How did Miss Vargas Prepared The Incremental Analysis?
The study made by Miss Vargas shows the comparison between two net income results of the Mickey Bicycle Manufacturing, Inc.: Under the two options considered, the decision will be to reject or accept the offer of Howard Trading in the production of 1,000 units of Mickey Bicycle spare parts: The accountant made two columns. One column shows the net income If the company rejects the offer, and the other one shows the net income if Mickey accepts the offer.
Let us take a look at the incremental analysis, the basis of the decision made by CEO Stephens.
Reject / Accept Difference
Increase / (Decrease)
Sales $87,500, $102,500, $15,000
Less: Costs and Expenses:
Materials $10,500, $13,500, $3,000
Labor $7,000, $9,000, $2,000
Variable $10,500, $13,500, $3,000
Fixed $7,500, $7,500, 0
Selling and Administrative:
Variable $7,000, $7,000, 0
Fixed $11,250, $11,250, 0
Total Costs and Expenses $53,750, $61,750, $8,000
Income $33,750, $40,750, $7,000
The incremental analysis shown above depicts that the differences in revenues and costs are the most important figures to consider in making the decision. Based on the above illustration, we can say that if the company accepts the special order, its total revenue will be increased by $15,000. Though cost increases by $8,000, the incremental revenue will still be higher than the incremental costs, hence, the company gets an additional profit of $7,000; that is, if the special order is accepted.

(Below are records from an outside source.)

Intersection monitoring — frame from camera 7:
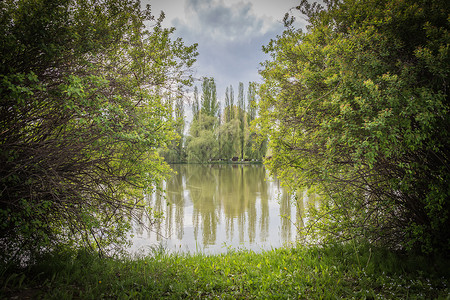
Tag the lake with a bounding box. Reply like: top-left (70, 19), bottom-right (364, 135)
top-left (130, 164), bottom-right (311, 254)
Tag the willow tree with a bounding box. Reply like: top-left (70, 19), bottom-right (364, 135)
top-left (0, 0), bottom-right (196, 262)
top-left (260, 0), bottom-right (450, 252)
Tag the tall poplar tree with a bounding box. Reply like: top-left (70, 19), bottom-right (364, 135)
top-left (0, 0), bottom-right (197, 263)
top-left (238, 82), bottom-right (247, 160)
top-left (260, 0), bottom-right (450, 253)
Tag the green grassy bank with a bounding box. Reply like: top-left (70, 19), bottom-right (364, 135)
top-left (0, 245), bottom-right (450, 299)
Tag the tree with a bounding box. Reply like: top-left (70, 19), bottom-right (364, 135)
top-left (238, 82), bottom-right (247, 160)
top-left (161, 91), bottom-right (186, 163)
top-left (259, 0), bottom-right (450, 252)
top-left (192, 87), bottom-right (200, 120)
top-left (202, 77), bottom-right (219, 117)
top-left (186, 115), bottom-right (219, 163)
top-left (0, 0), bottom-right (197, 263)
top-left (230, 85), bottom-right (236, 120)
top-left (224, 87), bottom-right (232, 122)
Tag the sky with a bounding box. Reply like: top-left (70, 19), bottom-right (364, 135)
top-left (142, 0), bottom-right (304, 103)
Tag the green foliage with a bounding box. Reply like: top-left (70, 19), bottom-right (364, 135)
top-left (186, 113), bottom-right (218, 162)
top-left (0, 244), bottom-right (449, 299)
top-left (259, 0), bottom-right (450, 252)
top-left (201, 77), bottom-right (219, 117)
top-left (0, 0), bottom-right (197, 263)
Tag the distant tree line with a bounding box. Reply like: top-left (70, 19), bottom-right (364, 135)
top-left (162, 77), bottom-right (267, 163)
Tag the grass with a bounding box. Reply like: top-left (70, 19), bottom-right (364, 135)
top-left (0, 245), bottom-right (450, 299)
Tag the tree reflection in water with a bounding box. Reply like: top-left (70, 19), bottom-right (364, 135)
top-left (130, 165), bottom-right (316, 253)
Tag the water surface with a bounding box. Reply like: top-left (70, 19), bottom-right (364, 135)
top-left (131, 165), bottom-right (312, 254)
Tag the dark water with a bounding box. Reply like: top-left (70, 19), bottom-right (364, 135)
top-left (130, 165), bottom-right (314, 254)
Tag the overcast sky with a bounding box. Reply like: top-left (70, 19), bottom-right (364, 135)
top-left (142, 0), bottom-right (302, 103)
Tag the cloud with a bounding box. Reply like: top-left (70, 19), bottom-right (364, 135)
top-left (172, 0), bottom-right (283, 98)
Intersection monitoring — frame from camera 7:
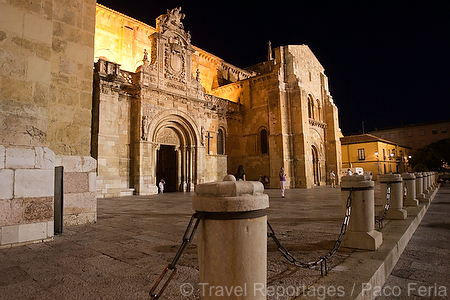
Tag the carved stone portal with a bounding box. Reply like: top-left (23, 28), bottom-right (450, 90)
top-left (156, 128), bottom-right (180, 145)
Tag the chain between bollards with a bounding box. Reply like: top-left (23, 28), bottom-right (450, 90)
top-left (267, 189), bottom-right (354, 276)
top-left (149, 213), bottom-right (201, 300)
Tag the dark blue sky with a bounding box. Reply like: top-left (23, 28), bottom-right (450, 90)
top-left (99, 0), bottom-right (450, 135)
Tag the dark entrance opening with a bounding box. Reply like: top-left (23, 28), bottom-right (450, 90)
top-left (156, 145), bottom-right (177, 192)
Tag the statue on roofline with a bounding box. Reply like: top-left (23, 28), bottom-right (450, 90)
top-left (159, 6), bottom-right (185, 29)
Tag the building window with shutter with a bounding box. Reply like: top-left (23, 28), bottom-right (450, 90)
top-left (259, 128), bottom-right (269, 154)
top-left (358, 149), bottom-right (366, 160)
top-left (217, 129), bottom-right (225, 154)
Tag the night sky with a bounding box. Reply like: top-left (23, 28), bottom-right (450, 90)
top-left (98, 0), bottom-right (450, 135)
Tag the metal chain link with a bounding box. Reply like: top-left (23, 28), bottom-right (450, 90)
top-left (375, 182), bottom-right (391, 228)
top-left (267, 189), bottom-right (353, 276)
top-left (149, 213), bottom-right (201, 300)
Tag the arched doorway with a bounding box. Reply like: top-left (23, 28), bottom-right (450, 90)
top-left (148, 110), bottom-right (202, 192)
top-left (156, 145), bottom-right (178, 192)
top-left (311, 146), bottom-right (320, 186)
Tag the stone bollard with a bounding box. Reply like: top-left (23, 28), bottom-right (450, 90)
top-left (414, 172), bottom-right (426, 202)
top-left (341, 175), bottom-right (383, 250)
top-left (422, 172), bottom-right (431, 198)
top-left (192, 175), bottom-right (269, 300)
top-left (379, 174), bottom-right (408, 220)
top-left (433, 171), bottom-right (439, 187)
top-left (402, 173), bottom-right (419, 206)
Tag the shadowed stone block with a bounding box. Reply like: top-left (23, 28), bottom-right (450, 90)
top-left (0, 169), bottom-right (14, 199)
top-left (14, 169), bottom-right (55, 198)
top-left (5, 148), bottom-right (36, 169)
top-left (64, 172), bottom-right (89, 194)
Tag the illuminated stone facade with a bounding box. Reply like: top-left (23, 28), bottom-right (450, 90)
top-left (92, 5), bottom-right (341, 197)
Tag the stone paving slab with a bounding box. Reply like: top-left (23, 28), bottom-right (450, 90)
top-left (0, 186), bottom-right (444, 300)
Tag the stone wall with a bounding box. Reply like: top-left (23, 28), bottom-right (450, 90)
top-left (0, 146), bottom-right (55, 247)
top-left (0, 0), bottom-right (96, 245)
top-left (55, 155), bottom-right (97, 226)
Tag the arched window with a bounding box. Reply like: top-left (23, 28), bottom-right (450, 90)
top-left (308, 95), bottom-right (314, 119)
top-left (259, 128), bottom-right (269, 154)
top-left (217, 129), bottom-right (224, 154)
top-left (316, 99), bottom-right (322, 121)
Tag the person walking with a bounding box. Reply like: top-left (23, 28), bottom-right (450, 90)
top-left (278, 167), bottom-right (286, 198)
top-left (330, 170), bottom-right (336, 188)
top-left (158, 179), bottom-right (166, 194)
top-left (234, 165), bottom-right (245, 181)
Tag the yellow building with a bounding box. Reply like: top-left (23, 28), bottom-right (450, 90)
top-left (341, 134), bottom-right (411, 180)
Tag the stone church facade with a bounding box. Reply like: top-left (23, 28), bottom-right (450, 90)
top-left (0, 0), bottom-right (341, 248)
top-left (92, 4), bottom-right (341, 197)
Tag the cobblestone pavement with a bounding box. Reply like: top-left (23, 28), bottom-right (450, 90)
top-left (0, 186), bottom-right (442, 299)
top-left (376, 184), bottom-right (450, 300)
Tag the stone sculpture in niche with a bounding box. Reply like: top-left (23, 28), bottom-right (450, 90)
top-left (142, 116), bottom-right (150, 141)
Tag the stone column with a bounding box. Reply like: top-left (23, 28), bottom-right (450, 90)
top-left (192, 175), bottom-right (269, 300)
top-left (414, 172), bottom-right (425, 202)
top-left (402, 173), bottom-right (419, 206)
top-left (341, 175), bottom-right (383, 250)
top-left (379, 174), bottom-right (408, 220)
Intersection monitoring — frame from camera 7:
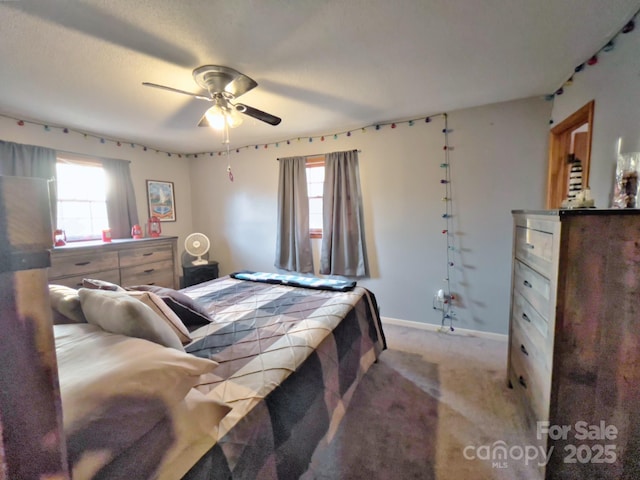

The above format can be presented in another way below:
Incremental revenue (1,000 units multiplied by $15) $15,000
Less: Incremental costs:
Materials (1,000 units multiplied by $3) $3,000
Labor (1,000 units multiplied by $2) $2,000
Variable Overhead (1,000 multiplied by $3) $3,000 $8,000
Incremental Profit $7,000
Note that some cost items like selling, administrative expenses, and fixed overhead costs are not included in the analysis. This is because these costs are not expected to change in the future, regardless of whether the special order is accepted or rejected. Hence, these items cannot influence, in any way, the decision to be made.
Only those costs that are expected to change in the future, like the variable costs, are included in the analysis since those items are relevant in making the decisions. Therefore, the analyst should identify relevant items, particularlyrelevant cost, in order to facilitate the decision making.